Qu’avait-il à craindre ?… La découverte du crime passé ?… Non, c’était une folle terreur qui l’avait troublé à la mention du nom de Halliday, une frayeur d’enfant. La découverte du crime présent était plus à craindre ; l’œuvre qu’il avait accomplie, selon sa croyance, était une œuvre dont la preuve ne pouvait pas être faite contre lui.

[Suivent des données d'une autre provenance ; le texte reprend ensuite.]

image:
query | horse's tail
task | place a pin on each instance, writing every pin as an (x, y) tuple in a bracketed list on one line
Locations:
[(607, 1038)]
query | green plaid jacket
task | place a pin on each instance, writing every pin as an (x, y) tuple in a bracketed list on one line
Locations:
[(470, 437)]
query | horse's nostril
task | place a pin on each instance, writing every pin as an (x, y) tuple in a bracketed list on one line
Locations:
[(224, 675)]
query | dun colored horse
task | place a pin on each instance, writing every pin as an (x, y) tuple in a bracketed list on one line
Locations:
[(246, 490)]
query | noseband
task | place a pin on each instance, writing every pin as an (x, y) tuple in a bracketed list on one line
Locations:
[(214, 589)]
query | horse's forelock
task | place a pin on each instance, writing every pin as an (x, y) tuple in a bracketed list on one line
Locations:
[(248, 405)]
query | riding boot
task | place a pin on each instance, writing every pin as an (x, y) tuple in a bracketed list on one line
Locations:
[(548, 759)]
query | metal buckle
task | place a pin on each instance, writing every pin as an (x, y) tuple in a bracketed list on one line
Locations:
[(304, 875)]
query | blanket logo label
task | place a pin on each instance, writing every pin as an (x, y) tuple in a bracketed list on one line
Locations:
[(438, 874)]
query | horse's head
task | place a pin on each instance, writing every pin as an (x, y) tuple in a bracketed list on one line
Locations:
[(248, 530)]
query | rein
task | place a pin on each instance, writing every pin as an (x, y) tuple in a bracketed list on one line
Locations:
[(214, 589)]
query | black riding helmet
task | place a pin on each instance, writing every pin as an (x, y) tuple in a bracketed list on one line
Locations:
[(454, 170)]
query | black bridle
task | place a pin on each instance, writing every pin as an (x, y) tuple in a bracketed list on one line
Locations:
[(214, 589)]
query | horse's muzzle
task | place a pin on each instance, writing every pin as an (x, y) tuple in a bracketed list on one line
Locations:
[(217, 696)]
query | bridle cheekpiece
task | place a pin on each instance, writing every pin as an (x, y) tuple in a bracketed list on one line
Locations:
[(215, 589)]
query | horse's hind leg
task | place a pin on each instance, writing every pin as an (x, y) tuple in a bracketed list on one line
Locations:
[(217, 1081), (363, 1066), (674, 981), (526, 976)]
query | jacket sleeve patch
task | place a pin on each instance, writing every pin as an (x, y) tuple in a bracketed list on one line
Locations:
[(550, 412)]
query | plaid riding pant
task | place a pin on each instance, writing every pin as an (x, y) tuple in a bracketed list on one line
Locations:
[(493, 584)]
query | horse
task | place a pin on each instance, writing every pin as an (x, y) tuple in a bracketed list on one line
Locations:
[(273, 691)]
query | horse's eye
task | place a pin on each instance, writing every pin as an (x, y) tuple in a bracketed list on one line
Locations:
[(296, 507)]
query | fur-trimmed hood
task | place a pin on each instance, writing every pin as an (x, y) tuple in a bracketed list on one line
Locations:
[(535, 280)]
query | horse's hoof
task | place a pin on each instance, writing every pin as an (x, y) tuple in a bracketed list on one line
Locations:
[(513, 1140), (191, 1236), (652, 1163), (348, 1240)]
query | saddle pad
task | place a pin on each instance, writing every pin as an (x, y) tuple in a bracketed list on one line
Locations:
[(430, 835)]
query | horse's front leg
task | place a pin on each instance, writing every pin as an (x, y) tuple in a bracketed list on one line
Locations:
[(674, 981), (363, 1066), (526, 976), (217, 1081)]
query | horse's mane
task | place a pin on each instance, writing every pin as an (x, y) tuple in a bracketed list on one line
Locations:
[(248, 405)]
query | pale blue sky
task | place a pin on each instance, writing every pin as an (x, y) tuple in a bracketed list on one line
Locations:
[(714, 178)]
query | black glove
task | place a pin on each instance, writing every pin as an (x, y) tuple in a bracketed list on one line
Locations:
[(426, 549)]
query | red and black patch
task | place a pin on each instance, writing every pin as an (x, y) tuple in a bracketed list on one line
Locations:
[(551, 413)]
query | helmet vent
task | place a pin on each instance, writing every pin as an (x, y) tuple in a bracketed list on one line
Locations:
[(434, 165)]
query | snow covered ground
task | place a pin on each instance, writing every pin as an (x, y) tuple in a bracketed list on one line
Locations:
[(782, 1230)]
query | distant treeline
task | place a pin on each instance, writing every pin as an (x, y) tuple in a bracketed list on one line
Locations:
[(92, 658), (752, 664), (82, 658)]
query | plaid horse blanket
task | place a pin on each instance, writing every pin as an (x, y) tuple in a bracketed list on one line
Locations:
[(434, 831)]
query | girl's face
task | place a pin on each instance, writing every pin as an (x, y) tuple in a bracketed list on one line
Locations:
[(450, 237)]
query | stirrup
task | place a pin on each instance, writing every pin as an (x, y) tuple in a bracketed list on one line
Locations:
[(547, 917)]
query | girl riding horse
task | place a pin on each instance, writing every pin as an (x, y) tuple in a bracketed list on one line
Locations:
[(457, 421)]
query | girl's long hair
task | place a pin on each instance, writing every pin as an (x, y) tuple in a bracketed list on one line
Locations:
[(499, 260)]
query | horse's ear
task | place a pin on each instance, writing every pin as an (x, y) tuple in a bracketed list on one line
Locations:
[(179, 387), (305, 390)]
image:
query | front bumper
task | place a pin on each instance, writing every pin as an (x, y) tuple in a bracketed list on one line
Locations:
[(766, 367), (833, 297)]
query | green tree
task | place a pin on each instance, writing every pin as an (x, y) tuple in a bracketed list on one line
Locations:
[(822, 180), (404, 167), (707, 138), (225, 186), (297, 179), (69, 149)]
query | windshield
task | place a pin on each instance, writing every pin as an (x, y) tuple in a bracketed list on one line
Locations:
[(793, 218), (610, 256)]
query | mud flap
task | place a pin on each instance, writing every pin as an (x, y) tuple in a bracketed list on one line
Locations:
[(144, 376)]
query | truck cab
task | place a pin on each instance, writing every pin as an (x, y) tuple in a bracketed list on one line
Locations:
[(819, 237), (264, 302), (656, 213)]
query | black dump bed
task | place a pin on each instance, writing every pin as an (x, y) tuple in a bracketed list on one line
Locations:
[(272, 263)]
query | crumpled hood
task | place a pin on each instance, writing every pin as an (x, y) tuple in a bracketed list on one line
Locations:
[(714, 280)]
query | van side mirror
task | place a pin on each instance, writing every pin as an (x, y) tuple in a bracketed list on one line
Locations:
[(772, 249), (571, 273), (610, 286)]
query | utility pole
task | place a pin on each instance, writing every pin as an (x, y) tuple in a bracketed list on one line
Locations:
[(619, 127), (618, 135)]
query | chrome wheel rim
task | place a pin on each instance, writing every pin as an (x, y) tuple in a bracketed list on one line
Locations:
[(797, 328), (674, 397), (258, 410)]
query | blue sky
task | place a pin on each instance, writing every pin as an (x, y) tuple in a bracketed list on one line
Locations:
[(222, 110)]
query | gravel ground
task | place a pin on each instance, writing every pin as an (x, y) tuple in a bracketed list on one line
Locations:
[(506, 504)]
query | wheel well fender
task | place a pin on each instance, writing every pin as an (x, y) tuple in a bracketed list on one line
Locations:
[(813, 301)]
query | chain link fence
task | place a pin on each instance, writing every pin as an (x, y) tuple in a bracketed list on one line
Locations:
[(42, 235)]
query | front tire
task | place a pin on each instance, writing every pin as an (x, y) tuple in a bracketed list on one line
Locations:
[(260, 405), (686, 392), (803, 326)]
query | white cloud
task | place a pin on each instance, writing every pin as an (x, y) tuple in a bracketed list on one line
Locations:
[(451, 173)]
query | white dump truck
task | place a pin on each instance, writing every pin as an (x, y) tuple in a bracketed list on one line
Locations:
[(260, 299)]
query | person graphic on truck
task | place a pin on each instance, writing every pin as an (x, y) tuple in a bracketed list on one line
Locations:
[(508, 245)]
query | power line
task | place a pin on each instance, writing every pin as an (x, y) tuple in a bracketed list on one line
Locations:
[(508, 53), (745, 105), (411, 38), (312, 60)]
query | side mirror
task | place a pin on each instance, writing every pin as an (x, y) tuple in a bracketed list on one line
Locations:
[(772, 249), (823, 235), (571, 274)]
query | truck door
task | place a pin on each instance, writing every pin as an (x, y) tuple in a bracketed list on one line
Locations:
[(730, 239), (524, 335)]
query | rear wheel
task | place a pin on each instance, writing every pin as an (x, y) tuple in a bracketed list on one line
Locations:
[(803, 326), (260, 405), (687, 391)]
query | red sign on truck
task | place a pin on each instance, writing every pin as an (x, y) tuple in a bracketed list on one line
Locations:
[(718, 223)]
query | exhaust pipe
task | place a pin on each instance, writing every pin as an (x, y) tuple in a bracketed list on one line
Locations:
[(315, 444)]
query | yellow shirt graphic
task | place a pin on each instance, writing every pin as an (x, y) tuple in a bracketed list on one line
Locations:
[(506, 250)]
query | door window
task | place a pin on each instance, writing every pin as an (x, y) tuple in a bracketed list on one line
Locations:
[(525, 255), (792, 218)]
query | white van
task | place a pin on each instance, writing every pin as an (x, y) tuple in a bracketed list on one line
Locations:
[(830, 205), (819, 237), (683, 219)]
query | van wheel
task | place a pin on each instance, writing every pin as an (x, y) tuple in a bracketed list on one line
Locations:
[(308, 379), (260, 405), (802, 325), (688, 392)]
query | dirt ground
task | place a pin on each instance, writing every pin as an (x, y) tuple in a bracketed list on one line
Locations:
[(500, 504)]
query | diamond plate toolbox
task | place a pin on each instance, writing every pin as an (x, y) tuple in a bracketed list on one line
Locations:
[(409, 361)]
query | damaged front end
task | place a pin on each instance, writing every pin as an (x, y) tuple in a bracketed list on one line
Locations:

Mais il y a des crimes dont il suffit d’être accusé pour que cela équivaille à une condamnation. Les avocats peuvent plaider, le jury peut l’absoudre, mais l’opinion publique se prononce contre le misérable accusé, et son front est pour toujours marqué du stigmate de Caïn.

Sheldon n’envisagea point sa situation à un point de vue sentimental, mais il se dit qu’être soupçonné d’avoir empoisonné son ami et qu’être accusé d’avoir empoisonné ou tenté d’empoisonner sa belle-fille, c’était pour lui la ruine… une ruine sociale et commerciale… une ruine complète et irréparable.

Après avoir ainsi regardé en face l’ennemi armé qui se dressait devant lui, il passa à un autre ennemi caché.

Qu’arriverait-il si Charlotte se rétablissait et s’il échappait au soupçon publiquement révélé, car de l’opinion intime du docteur Jedd, il avait fort peu de souci. Qu’arriverait-il alors ?

Son terrible adversaire leva sa visière et il reconnut en lui la ruine commerciale.